The Australian head of the Joint Strike Fighter program says he is confident the next delivery of the cutting-edge combat aircraft to the RAAF is on track despite a report finding the next batch of planes will not have the most up-to-date technology.
Air Vice-Marshal Leigh Gordon told Fairfax Media that doubts raised by the Pentagon’s test and evaluation office about problems such as software glitches would not affect those due for delivery to the RAAF next year.
His comments follow the announcement of a Pentagon review of the Joint Strike Fighter, or F-35, after President Donald Trump used Twitter to blast the $520 billion program as “out of control”. The price per plane has been falling.
A report released last month by the Director of Operational Test and Evaluation found that testing of the systems – including the all-important software – due to be installed on the next rollout of 90 planes is running about a year behind schedule and won’t be finished until July next year.
The RAAF expects to take delivery of eight planes from that batch next year and aims to start operating them in Australia by December 2020.
The report stated the latest systems – labelled Block 3F – have “more than 270 … unresolved, high-priority performance deficiencies”, less than half of which were being “actively worked on”.
It concluded that the US military would “need to plan for accepting aircraft with less capability, possibly with [earlier] Block 3i capability”.
The report added that a plan by the US program office to fast-track testing was “a risky course of action” that could “deliver Block 3F to the field with severe shortfalls in capability” that will be essential “if the F-35 is ever needed in combat against current threats”.
Air Vice-Marshal Gordon said the delays were more relevant to different versions of the plane that are being built for the US Navy and Marines.
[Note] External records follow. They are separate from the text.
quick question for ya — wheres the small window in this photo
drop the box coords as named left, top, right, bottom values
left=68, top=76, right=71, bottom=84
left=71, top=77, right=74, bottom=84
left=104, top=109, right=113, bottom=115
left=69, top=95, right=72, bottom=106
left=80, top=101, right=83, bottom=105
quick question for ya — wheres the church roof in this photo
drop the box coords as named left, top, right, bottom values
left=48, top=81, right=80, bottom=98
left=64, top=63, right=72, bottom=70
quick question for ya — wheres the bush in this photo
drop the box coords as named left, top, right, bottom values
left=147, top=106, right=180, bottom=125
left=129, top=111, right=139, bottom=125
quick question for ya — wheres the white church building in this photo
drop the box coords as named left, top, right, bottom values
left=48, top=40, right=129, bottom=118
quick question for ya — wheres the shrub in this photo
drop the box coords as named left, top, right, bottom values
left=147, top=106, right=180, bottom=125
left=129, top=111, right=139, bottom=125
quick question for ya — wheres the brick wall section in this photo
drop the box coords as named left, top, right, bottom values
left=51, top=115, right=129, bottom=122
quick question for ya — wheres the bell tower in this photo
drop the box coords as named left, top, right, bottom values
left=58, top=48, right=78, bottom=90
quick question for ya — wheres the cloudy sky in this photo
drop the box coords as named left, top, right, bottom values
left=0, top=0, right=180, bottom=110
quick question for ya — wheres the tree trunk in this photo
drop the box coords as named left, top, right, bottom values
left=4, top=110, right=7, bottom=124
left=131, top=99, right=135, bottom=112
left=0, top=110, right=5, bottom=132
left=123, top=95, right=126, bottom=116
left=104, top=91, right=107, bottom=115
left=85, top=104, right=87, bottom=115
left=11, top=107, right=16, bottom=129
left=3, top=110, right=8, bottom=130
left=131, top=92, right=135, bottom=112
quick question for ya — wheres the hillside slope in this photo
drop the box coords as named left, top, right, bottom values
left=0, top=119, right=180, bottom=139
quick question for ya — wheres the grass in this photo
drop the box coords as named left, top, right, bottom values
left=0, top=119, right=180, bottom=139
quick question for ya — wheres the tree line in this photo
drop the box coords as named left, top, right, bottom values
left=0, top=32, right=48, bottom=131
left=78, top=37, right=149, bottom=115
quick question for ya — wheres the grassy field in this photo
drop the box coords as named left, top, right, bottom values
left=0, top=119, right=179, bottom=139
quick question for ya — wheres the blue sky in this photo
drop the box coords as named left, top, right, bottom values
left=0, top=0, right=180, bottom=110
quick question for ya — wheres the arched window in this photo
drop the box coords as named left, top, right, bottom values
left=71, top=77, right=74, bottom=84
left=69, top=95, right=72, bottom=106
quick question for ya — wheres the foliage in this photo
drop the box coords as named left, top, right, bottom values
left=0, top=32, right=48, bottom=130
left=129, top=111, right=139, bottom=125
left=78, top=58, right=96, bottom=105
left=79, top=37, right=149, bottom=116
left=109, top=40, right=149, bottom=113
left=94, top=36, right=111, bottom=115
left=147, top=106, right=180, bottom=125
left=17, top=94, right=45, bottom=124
“We expect those aircraft [for Australia] will have the 3F software, which is the load we’re after for IOC [initial operating capability]. As long as those aircraft have that 3F software when they come to Australia by 2020, that’ll be fine … and I don’t see a lot of risk in that,” he said.
“When they make some of these general comments, they’re talking about the other versions.”
The RAAF’s first two, which are being tested and used to train RAAF pilots in the US, will make their debut at the Avalon Air Show in a fortnight.
In total Australia has committed to buying 72 of the planes by 2023 at a cost of $17 billion.
Fuselages for six of the next eight Australian planes are being built at the US firm Northrop Grumman’s plant in Palmdale, California, which was shown to Australian journalists last month.
Defence Industry Minister Christopher Pyne last week dismissed concerns that Australia could be harmed if the F-35 program were curtailed under the review ordered by Mr Trump. He said he’d spoken to the reviewer, Deputy Secretary of Defense Bob Work, and was “very confident that the Joint Strike Fighter program as we know it will continue into the future”.
Air Vice-Marshal Gordon said the F-35 could stay ahead of competitors because it was built to be upgraded. He said no existing plane “comes anywhere near it” and doubted that potential rivals being designed elsewhere could be developed smoothly.
Under the Trump review, the aircraft carrier version of the F-35 will be compared against the existing Boeing Super Hornet.
A spokeswoman for Lockheed Martin said that “fourth generation” planes such as the Super Hornet were designed for threats that existed a decade ago but the “fifth generation” Joint Strike Fighter would keep an advantage over the threats of 2030.
“It simply isn’t possible to enhance a fourth generation fighter to counter this present and evolving threat,” she said.